Dziś rano poprowadziłam mój pierwszy „poważny” (czyli dłuższy i przygotowany) live na Facebooku. Gdy włączyłam kamerę, to mimo że wiedziałam, co chcę powiedzieć… odebrało mi mowę. Live możecie zobaczyć w mojej grupie na Fejsie – „Woolfriends – szydełkowanie zabawek” (klik). Warto tam dołączyć i obejrzenie zatkanej Moniki to nie jest najważniejszy z powodów!
Teraz również słowa nie chcą się układać tak, jak powinny. Powiem więc prosto i jasno: Mam dla Was rewelacyjne wyzwanie!
Robimy lalki na cel charytatywny!
Ruszamy z nowym wyzwaniem – Zrób lalkę dla hospicjum. My, to znaczy ja i Karoliną z Bejbi Misia Crochet. Dołączyło do nas już ponad 100 dziewczyn! Co najważniejsze – lalki przekażemy na stoisko charytatywne, z którego dochód zostanie przeznaczony na poznańskie hospicjum.

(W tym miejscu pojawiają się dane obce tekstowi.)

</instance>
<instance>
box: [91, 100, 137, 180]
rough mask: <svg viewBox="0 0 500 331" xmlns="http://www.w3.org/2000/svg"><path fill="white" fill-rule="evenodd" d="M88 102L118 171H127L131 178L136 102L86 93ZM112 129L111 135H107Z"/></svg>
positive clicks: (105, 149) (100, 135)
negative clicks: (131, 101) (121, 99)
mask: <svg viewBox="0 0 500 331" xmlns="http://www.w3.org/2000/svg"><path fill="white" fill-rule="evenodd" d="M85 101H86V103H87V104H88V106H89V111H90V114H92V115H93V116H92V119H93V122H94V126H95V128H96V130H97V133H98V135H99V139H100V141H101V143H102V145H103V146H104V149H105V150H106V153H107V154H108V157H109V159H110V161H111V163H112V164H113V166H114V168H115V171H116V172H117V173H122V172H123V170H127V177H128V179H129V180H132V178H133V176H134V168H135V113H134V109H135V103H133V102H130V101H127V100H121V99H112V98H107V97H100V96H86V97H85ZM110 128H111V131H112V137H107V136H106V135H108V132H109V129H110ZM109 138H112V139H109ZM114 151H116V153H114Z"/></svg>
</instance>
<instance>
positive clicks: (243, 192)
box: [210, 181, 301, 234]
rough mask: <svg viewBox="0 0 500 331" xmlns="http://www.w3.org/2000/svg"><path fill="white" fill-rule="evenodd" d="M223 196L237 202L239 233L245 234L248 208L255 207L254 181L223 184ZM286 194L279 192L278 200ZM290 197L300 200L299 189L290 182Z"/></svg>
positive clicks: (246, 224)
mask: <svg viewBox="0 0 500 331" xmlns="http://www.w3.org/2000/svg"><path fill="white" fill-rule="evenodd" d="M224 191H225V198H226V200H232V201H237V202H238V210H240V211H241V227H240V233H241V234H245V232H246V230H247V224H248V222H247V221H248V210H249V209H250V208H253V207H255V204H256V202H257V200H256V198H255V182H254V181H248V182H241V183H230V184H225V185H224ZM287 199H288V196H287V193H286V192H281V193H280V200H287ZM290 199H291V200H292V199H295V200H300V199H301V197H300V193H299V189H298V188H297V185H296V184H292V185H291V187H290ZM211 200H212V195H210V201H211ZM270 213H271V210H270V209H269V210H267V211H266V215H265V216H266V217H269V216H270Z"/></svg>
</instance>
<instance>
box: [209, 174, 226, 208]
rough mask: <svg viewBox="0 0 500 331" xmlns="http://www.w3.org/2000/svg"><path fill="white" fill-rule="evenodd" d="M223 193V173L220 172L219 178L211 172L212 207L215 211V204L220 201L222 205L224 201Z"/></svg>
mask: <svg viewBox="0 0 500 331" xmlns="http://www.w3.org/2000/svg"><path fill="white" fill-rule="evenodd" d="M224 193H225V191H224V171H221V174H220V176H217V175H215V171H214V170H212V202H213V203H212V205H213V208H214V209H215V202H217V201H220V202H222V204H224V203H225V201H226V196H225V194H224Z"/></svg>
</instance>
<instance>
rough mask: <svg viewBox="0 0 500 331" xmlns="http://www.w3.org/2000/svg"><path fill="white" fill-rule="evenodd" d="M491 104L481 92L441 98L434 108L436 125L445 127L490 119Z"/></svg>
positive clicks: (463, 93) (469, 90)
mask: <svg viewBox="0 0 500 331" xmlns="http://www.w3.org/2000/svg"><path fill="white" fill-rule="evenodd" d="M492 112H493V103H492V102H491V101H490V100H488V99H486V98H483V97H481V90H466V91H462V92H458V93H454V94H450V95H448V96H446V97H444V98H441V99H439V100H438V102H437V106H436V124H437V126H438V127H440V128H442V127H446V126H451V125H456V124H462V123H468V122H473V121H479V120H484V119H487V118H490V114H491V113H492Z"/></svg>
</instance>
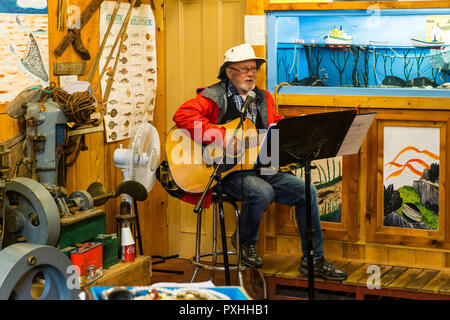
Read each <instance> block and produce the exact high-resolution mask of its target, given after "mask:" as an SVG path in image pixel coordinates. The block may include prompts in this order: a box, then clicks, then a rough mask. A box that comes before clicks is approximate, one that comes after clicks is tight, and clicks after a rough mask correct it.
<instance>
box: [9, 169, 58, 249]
mask: <svg viewBox="0 0 450 320" xmlns="http://www.w3.org/2000/svg"><path fill="white" fill-rule="evenodd" d="M5 209H6V212H5V221H3V225H4V234H3V237H2V238H3V240H2V243H1V248H6V247H8V246H10V245H12V244H14V243H17V242H27V243H35V244H44V245H51V246H55V245H56V244H57V243H58V239H59V234H60V229H61V224H60V217H59V210H58V207H57V205H56V203H55V200H54V199H53V197H52V195H51V194H50V192H49V191H48V190H47V189H46V188H45V187H44V186H43V185H42V184H40V183H39V182H36V181H34V180H33V179H29V178H25V177H18V178H14V179H11V181H10V182H9V183H7V184H6V207H5Z"/></svg>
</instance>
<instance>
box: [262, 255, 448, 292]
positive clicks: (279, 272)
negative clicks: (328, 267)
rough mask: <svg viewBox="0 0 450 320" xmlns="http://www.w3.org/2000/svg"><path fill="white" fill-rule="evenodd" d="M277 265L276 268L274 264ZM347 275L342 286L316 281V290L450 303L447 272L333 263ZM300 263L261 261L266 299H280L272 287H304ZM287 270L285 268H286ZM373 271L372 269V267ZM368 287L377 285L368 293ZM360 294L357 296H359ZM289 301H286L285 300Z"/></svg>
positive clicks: (297, 258)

Całość odbywa się na wspomnianej grupie. Tam publikuję materiały i tam będą się odbywać nasze transmisje na żywo.
Przez miesiąc będziemy się wspierać w szydełkowaniu lalek, a kiedy zrobimy ciałko, bluzkę i spódniczkę, poświęcimy sporo czasu na różne opcje wykończenia. Bezpieczne oczka, proste wyszywane kreseczki, a najbardziej kuszą mnie wielkie, wyszywane oczy w kilku kolorach… mamy dużo pomysłów! Poza tym regularnie będę tam dodawać różne informacje dotyczące szydełkowania. Jeśli to brzmi ciekawie – wskakujcie:
Wchodzę do grupy na Facebooku
Lalka, którą będziemy robić – jest Wam na pewno znajoma. To wzór z bloga, z filmikami na YouTubie. W grupie jest umieszczony plik PDF ze wzorem, a poszczególne moduły odnoszą do filmów. Jeśli jeszcze nie robiłaś lalek, a chciałaś spróbować – nie wiem, czy może być lepszy moment – nie dość, że można się dużo nauczyć i wspólnie powspierać – to jeszcze zupełnie przy okazji dobry cel! No ja jestem cała na TAK :). Zresztą, nie tylko ja. Niektóre przodowniczki pracy już mają głowę i tułów gotowe (a wzór pojawił się dzisiaj po 12)! W grupie jest świetna atmosfera pomocy i zero stresu.
To mam nadzieję, że do zobaczenia!
Ps. Śmieszna sprawa, ale ta akcja kiełkowała w nas już pewnie z dwa tygodnie, ale tego dnia, kiedy ją w końcu zapowiedziałam… u Klary pojawiły się pierwsze objawy ospy! Mam więc pomocnicę, co możecie sobie podejrzeć na dzisiejszej transmisji w grupie.
To tyle na dzisiaj, ściskam Was mocno!
Mam nadzieję, że do zobaczenia na wspólnym szydełkowaniu!